Sustainable development and the economics of sus-
tainable development
Sustainable development is a concept that has gained attention
in a large number of academics, governments and multilateral
organizations in the last decades. The Brundalt Report probably
popularized this term and defined it as “development that meets
the needs of the present generation without compromising the
ability of future generations to meet their own needs” [1]. The
Millennium Development Goals and the Sustainable Development
Goals are two huge initiatives promoted by the United Nations
that are focused on sustainable development and try to align
actions to achieve a number of goals in this sense. Just to have an
idea, the Sustainable Development Goals are 17 and define nearly
170 targets. The economics of sustainable development are based
around two alternative definitions [2]: i) sustainable development
is a path for an economy where utility or consumption per capita
is not declining (outcome based); ii) sustainable development is a
path for an economy where the (per capita) value of the total capital
stock is not declining (capabilities based). In this second definition,
capital stock is considered in a broad sense including produced or
man-made capital (machines and physical infrastructures), natural
capital (those assets that have been provided “free of charge” by
the natural world), human capital (which is embodied in people
themselves), and other intangible capitals (as institutional and
social capital) [3,4]. In this framework, to sustain the development
becomes a process of sustaining wealth or, in other words, the
manner in which the different modalities of assets of the economy
maintain or enhance.
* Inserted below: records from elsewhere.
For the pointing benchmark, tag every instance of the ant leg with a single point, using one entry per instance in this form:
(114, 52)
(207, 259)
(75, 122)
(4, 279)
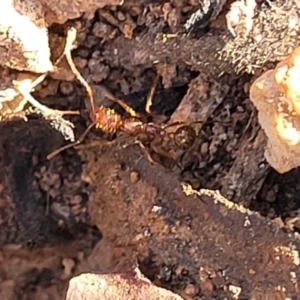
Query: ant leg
(181, 123)
(151, 94)
(124, 105)
(79, 141)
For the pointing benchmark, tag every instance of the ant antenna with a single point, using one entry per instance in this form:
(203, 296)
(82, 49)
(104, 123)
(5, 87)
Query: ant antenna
(71, 37)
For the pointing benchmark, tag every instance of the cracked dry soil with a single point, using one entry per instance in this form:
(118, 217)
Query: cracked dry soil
(99, 209)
These capabilities approach drives one of
the great sustainability debates, characterized in terms of whether
development should be “weakly” sustainable or “strongly”
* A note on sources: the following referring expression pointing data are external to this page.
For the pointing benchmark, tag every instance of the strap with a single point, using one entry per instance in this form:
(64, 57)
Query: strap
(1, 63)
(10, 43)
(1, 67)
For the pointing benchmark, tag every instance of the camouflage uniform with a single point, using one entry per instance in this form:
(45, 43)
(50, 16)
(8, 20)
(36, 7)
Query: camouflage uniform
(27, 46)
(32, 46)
sustainable. As Atkinson [5] argue, for “weak sustainability”,
as long as the value of total asset portfolio of a society is held
constant, it matters little that its components change over time.
On the contrary, “strong sustainability” requires that our focus is
more on what is happening to the constituents and, particularly,
in natural capital.
Do we need one sustainable development indicator?
Considering the relevance of sustainable development and in
order for societies to align forces to this goal, we believe that is
relevant and necessary to agree on how to measure sustainable
development, at least from an economic point of view, and promote
an indicator which could show how societies are performing with
respect to sustainable development. Without trying to hide or
reduce the complexity which embodies sustainability and the
relation between environment (and its quality), society (and its
well-being) and economic growth, we believe that promoting one
indicator could help to reinforce the importance of this concept.
In the words of nobel laureate Joseph Stiglitz “What we measure
affects what we do. If we focus only on material wellbeing – on,
say, the production of goods, rather than on health, education,
and the environment – we become distorted in the same way that
these measures are distorted; we become more materialistic”.
As an example, although the Human Development Index (HDI)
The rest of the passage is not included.